Кольгрима скривилась.
– Ой! Не надо! Не надо этих соплей! Кому минор, а кому и мажор.
– Вот и я о том. Кому пролог, а кому каприз.
– Сен-Санс, конечно, гений, Шарль-Камиль. – Разозлившись, тетушка разродилась экспромтом: – Но что тебе Моди? Да сдай его в утиль!
– Камиль, Моди, утиль – прекрасный водевиль! – не осталась в долгу и Елена. – Тетушка, вернемся домой. Надоели эти фарс и бутафория. Ложь, как в фильме… этом, как его, ну ты показывала мне… «Монпарнас, 19».
– Оставим искусство, оно не поможет, когда тут болит. – Тетушка ткнула пальцем Лене в грудь. – Выпьем кофе и пойдем.
Кольгрима махнула рукой седовласому папаше Либиону. Хозяин кафе вальяжно подошел, радушно поприветствовал дам, принял заказ.
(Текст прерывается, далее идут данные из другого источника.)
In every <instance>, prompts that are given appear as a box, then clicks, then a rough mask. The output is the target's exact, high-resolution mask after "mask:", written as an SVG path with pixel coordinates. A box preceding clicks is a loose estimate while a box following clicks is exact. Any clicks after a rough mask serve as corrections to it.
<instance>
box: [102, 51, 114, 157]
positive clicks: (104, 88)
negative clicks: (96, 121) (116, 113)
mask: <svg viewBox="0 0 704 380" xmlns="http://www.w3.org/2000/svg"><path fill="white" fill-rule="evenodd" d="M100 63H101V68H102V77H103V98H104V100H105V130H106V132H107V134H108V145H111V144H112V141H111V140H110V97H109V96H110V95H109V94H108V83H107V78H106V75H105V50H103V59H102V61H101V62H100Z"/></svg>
Лена не заметила, как проглотила горячий кофе и круассан. Так же незаметно она оказалась дома. Гудели ноги, голова, всё тело, точно всю ночь она тащилась по песчаной пустыне.
Тетушка уложила воспитанницу в постель, посидела рядом с ней, с интересом, смешанным с недоумением, прислушиваясь к собственным ощущениям. Оказывается, это чуждое ей создание, которое она намеревалась сделать поп-дивой на потеху стаду безмозглых юнцов и отдать бесам, чем-то дорого ей. «Талантом? Искренностью? Красотой? – перебирала волшебница вопросы, не находя на них ответа. – Талант пшик. Искренность пшик. Красота пшик. А что не пшик?»
«Ничего, за оставшуюся мне вечность я из тебя сделаю человека! А вам (это бесам) – вот! – показала фигу волшебница. Ей стало горько и смешно: человек уже сделан, и его можно только испортить. – А если это последнее мое желание, что делать тогда?»
– Можно плакать и смеяться, – громко произнесла она непонятно для кого, – но мы станем действовать!
В этот момент ей стало совсем грустно, оттого что больше того, что она уже сделала – вернула из праха рисунки Модильяни – она уже совершить не могла.
– И ладно! – еще громче произнесла Кольгрима.
– Тетушка! Что ты шумишь? – послышался голос Елены. – Спать мешаешь!
– Спи, спи, дорогая, я тоже ложусь.
Колдунья постояла мгновение перед зеркалом и растворилась в нем.
Модильяни повел Ахматову в Лувр. По дороге Амедео непрестанно жевал пластинки с гашишем. Анна отказалась от них. В египетские залы художник вошел, громко читая стихи Верлена и Малларме. Взгляд его блуждал по свиткам папируса, саркофагам, оружию, ни на чем не останавливаясь. Ахматова замерла перед статуэткой из крашеного известняка «Сидящий писец». Со дна страшной пропасти лет писец смотрел Анне прямо в глаза и улыбался, точно знал, что у нее сейчас на душе. Точно знал ее судьбу!